Its so easy to make one using BREAK.
'Why would the other method be better?
This is the current way of doing it:

Code: Select all

Global Current.c
Global ErrorOccured = 0

Procedure GetChar()
  If Eof(0)
    ErrorOccured = 1
  EndIf
  Current = ReadCharacter(0)
EndProcedure

; Call
GetChar()
If ErrorOccured
  ProcedureReturn
EndIf
That really isn't funny any more when you call GetChar() from 40 different places inside your program. And to do this for every function that can fail will make the code be more error handling than actual code.
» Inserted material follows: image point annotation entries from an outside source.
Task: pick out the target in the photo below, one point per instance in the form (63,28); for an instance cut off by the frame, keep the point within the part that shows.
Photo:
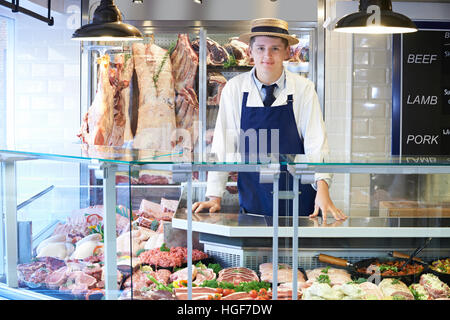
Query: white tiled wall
(357,107)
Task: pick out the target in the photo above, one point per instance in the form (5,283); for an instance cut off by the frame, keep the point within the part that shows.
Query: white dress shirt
(307,112)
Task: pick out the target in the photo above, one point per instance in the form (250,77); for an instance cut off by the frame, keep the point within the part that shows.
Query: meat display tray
(244,225)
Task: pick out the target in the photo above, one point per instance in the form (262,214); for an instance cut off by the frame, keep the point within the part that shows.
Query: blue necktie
(269,98)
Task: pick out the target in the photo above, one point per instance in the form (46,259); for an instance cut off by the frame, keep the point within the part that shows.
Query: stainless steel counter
(247,225)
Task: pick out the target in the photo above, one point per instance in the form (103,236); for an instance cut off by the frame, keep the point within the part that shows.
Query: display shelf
(245,225)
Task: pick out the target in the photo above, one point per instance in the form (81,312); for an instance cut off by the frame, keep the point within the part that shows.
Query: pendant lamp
(107,25)
(376,17)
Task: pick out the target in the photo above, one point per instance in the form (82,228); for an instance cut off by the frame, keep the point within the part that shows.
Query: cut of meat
(151,209)
(392,288)
(371,291)
(198,293)
(336,276)
(168,205)
(98,121)
(238,296)
(434,286)
(284,273)
(236,275)
(156,111)
(155,177)
(216,82)
(57,278)
(239,50)
(187,115)
(122,125)
(163,276)
(182,274)
(216,55)
(184,63)
(204,274)
(175,257)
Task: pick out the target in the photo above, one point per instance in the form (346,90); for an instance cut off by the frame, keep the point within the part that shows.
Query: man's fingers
(315,213)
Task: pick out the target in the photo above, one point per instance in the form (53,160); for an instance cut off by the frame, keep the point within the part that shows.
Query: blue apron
(255,197)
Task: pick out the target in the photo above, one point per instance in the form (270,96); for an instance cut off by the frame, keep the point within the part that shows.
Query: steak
(337,276)
(238,296)
(198,293)
(236,275)
(239,50)
(57,278)
(216,55)
(187,115)
(184,63)
(182,274)
(98,122)
(156,106)
(216,82)
(203,275)
(284,273)
(434,286)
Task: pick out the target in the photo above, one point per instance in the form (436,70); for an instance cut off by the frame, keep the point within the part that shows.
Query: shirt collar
(280,82)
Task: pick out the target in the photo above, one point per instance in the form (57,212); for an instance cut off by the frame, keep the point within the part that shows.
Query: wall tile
(380,92)
(370,41)
(360,126)
(360,92)
(369,109)
(370,75)
(380,58)
(368,144)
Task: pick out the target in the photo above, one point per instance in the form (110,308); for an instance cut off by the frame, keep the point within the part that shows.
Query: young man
(265,99)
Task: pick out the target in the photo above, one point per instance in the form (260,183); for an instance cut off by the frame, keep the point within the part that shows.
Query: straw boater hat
(269,27)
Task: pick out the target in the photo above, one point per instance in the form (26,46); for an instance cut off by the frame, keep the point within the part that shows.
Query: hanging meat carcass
(156,110)
(185,64)
(216,55)
(98,122)
(125,67)
(216,82)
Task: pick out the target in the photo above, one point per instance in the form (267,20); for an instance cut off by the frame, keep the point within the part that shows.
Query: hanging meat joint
(185,63)
(98,121)
(156,107)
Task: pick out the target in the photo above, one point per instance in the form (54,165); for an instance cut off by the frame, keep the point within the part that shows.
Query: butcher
(266,98)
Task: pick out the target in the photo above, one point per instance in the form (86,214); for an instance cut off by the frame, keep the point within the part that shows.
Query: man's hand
(213,205)
(324,203)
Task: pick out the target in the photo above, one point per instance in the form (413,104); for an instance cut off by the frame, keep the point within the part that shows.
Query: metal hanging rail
(15,7)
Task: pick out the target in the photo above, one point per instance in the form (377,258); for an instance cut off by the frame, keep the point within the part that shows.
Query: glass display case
(131,237)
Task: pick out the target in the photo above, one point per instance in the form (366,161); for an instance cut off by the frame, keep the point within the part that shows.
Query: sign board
(421,91)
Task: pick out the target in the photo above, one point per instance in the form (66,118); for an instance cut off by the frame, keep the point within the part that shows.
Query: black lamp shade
(107,25)
(362,22)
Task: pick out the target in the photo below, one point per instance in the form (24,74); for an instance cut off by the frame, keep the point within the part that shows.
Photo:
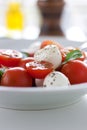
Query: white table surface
(72,117)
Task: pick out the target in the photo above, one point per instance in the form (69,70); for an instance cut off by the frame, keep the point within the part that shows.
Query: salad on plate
(49,64)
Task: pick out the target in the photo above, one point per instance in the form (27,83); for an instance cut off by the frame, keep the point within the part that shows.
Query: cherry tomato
(50,42)
(39,69)
(10,58)
(17,77)
(76,71)
(23,62)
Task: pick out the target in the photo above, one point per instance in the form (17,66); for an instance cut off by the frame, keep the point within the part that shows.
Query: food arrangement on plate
(49,64)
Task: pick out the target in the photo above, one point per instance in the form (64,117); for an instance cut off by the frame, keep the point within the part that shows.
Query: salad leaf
(74,54)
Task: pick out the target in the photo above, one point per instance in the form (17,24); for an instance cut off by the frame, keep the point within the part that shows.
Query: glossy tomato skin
(23,62)
(76,71)
(50,42)
(39,69)
(10,58)
(16,77)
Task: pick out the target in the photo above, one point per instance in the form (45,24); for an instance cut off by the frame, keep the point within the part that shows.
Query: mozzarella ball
(39,82)
(51,54)
(56,79)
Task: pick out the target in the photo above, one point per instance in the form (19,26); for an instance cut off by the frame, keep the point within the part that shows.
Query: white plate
(38,98)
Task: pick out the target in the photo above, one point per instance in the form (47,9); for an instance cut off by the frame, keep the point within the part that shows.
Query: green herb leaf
(25,54)
(72,55)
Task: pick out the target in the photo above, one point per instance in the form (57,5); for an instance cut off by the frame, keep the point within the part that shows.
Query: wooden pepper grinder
(51,11)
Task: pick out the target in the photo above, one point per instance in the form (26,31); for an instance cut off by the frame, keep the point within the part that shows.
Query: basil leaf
(73,55)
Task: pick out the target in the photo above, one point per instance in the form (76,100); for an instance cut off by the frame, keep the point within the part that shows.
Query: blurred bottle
(14,17)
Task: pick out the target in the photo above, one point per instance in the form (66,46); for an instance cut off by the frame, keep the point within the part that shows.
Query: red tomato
(10,58)
(39,69)
(23,62)
(17,77)
(50,42)
(76,71)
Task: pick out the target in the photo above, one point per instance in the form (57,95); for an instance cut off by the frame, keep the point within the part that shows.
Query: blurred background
(29,19)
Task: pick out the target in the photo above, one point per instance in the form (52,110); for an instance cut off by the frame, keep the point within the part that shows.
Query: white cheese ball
(39,82)
(51,54)
(56,79)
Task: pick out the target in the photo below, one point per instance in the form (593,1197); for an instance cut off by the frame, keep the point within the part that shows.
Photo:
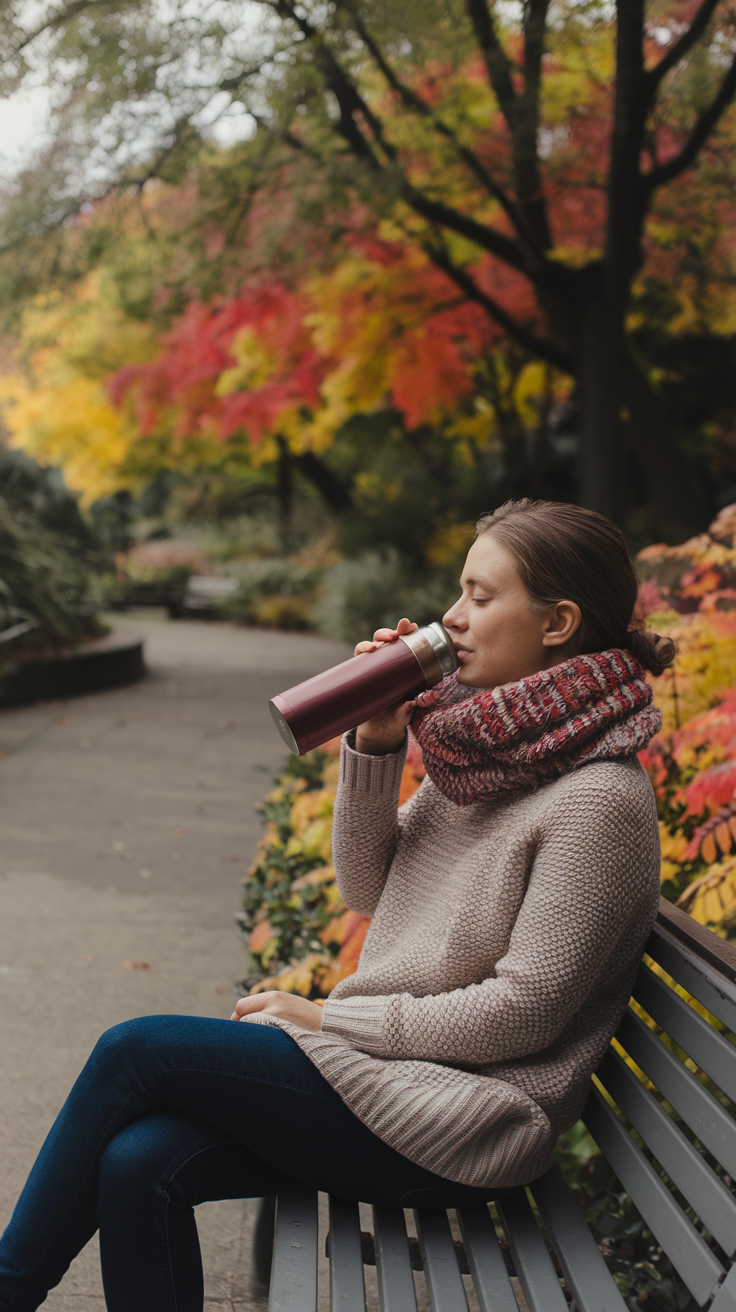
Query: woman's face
(497,635)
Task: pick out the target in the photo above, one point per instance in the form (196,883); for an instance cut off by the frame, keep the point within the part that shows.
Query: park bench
(550,1248)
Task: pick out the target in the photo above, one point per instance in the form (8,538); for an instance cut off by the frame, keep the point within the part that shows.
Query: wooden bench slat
(694,1178)
(347,1283)
(294,1270)
(707,1119)
(726,1296)
(533,1264)
(686,1249)
(486,1261)
(715,992)
(585,1271)
(709,1048)
(444,1281)
(392,1261)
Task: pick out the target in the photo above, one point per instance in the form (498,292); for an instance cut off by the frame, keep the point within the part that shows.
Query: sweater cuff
(364,773)
(358,1021)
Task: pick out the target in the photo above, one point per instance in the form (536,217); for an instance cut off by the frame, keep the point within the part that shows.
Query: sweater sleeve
(593,883)
(366,824)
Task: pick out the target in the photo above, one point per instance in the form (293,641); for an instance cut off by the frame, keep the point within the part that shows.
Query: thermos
(348,694)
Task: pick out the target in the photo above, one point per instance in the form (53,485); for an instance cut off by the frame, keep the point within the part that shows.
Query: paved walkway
(126,824)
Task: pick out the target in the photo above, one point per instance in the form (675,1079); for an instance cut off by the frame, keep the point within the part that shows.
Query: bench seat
(669,1139)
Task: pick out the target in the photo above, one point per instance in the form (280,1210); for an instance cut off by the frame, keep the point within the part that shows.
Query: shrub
(375,589)
(277,593)
(46,579)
Especially, since every function that uses a function that can fail now can fail as well.

Compare to build-in handling(pseudocode):

Code: Select all

Global Current.c
Global ErrorOccured = 0

Procedure GetChar()
  If Eof(0)
    BailTo(MainLoop)
  EndIf
  Current = ReadCharacter(0)
EndProcedure

Procedure MainLoop()
  ; Waiting for orders
EndProcedure

; Call
GetChar()
Then again I guess the structure of the procedure is exactly what Trond is asking about.
Yes!
Personally, I farm every step of the data processing out to a separate function, which is only called if the preceeding one does not flag an error rather than try and nest it within one big procedure. But that is just personal preference. I find it leads to some easily maintainable code etc.
That's what I do as well, and I find it leads to 3 lines of error checking for every 1 line of program logic. Which is sort of boring.